When a family breaks up it is a time of upheaval and distress. It doesn’t matter how long you have been together with your partner, when children are involved it makes the situation even more upsetting. It is in these times that careful considerations need to be taken as the actions which occur during the break up could have lifelong implications. Sometimes couples even stay together under duress for the sake of the children but more often than not these circumstances cannot continue long term and at some point you will still have to deal with the split eventually. Everybody will have different circumstances but there are some things which you can do in almost all cases which will help to keep your children as unaffected as possible and allow them to carry on with their lives positively. You have to think that this is not the end but rather a new chapter and so you need to do all of the right things now to ensure the next part of your story pans out the best way possible.
Talk with Each Other
This might seem improbable at first but you need to find a way to communicate effectively with your previous partner. By speaking you will be able to find solutions to the issues at hand or at least explore and discuss them. By not communicating you will end up undoubtedly arguing more and you will build up a resentment to one another. Remember that you used to be able to talk amicably and try to take an almost detached business-like approach to the matter. Swallow your pride and remind yourself that this is for your children and their future wellbeing. By sitting down and talking it may be possible to find middle ground or negotiate certain things. In some cases, couples who split can resolve everything before even getting to legal proceedings and this will not only help the smooth running of everything but allow the impact on the children to be minimised.

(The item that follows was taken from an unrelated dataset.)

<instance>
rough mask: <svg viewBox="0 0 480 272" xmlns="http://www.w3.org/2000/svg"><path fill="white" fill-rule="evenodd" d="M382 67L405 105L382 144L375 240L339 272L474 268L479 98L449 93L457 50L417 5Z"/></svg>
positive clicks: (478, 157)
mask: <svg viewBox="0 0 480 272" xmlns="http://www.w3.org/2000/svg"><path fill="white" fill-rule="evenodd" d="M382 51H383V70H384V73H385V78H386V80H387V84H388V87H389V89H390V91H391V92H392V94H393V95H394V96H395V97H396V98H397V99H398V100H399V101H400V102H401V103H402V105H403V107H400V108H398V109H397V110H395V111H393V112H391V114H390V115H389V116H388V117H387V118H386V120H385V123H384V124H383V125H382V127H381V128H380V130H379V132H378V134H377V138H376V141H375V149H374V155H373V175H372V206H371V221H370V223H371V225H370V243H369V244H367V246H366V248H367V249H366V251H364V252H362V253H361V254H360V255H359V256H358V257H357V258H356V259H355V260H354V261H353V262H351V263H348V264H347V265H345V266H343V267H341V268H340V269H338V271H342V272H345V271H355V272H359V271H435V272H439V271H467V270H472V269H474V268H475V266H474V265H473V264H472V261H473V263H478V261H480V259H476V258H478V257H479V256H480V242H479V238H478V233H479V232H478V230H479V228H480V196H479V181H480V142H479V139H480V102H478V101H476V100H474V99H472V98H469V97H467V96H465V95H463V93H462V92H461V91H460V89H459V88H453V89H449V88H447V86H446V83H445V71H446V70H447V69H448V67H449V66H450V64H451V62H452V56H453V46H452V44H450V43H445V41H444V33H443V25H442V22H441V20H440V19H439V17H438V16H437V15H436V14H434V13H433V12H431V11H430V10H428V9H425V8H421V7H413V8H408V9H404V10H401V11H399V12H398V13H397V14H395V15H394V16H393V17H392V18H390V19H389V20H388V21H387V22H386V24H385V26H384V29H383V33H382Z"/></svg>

Act Properly in Front of the Children
One of the worst things which you can do during a split is to scream and argue at each other in front of your kids. You should be doing everything in your powers to shelter them from the conflict and so rowing in the presence of your children is certainly not going to be doing that. Be mindful of what you say to them also about the other parent. Don’t use them as agony aunts to complain about the bad things your ex has done or bad mouth them. Children will not understand what is going on but they may very well remember some of the things you say to them. Chances are they will repeat these to the other parent and this could make life more difficult and relationships even more frosty. It is highly likely that your previous partner has done nothing bad towards them and so saying negative things about them to the children can be deeply upsetting and even divisive.
Speak to the Children
This can be very dependent on the age of your children. With young children you may just need to say that daddy is going away to live somewhere else now but you will see him every week or something equivalent. Older children however will probably have lots of questions. You need to try to answer that everything that is happening is not their fault and constantly reassure them of this. You can choose to say you are splitting or not but you need to communicate certain elements of the situation to them. At some point you are likely to be seeking the aid of qualified lawyers and doing lots of other things which will seem alien and scary to your children so make sure they are looked after throughout. Your children often understand more than you think and can often think in a very matter of fact way so you might be surprised how receptive they are to you speaking with them. Speak with your ex to ensure you are saying the same things wherever possible so they are not being confused. No matter how tired or stressed you are always find the time for them at this point more than ever.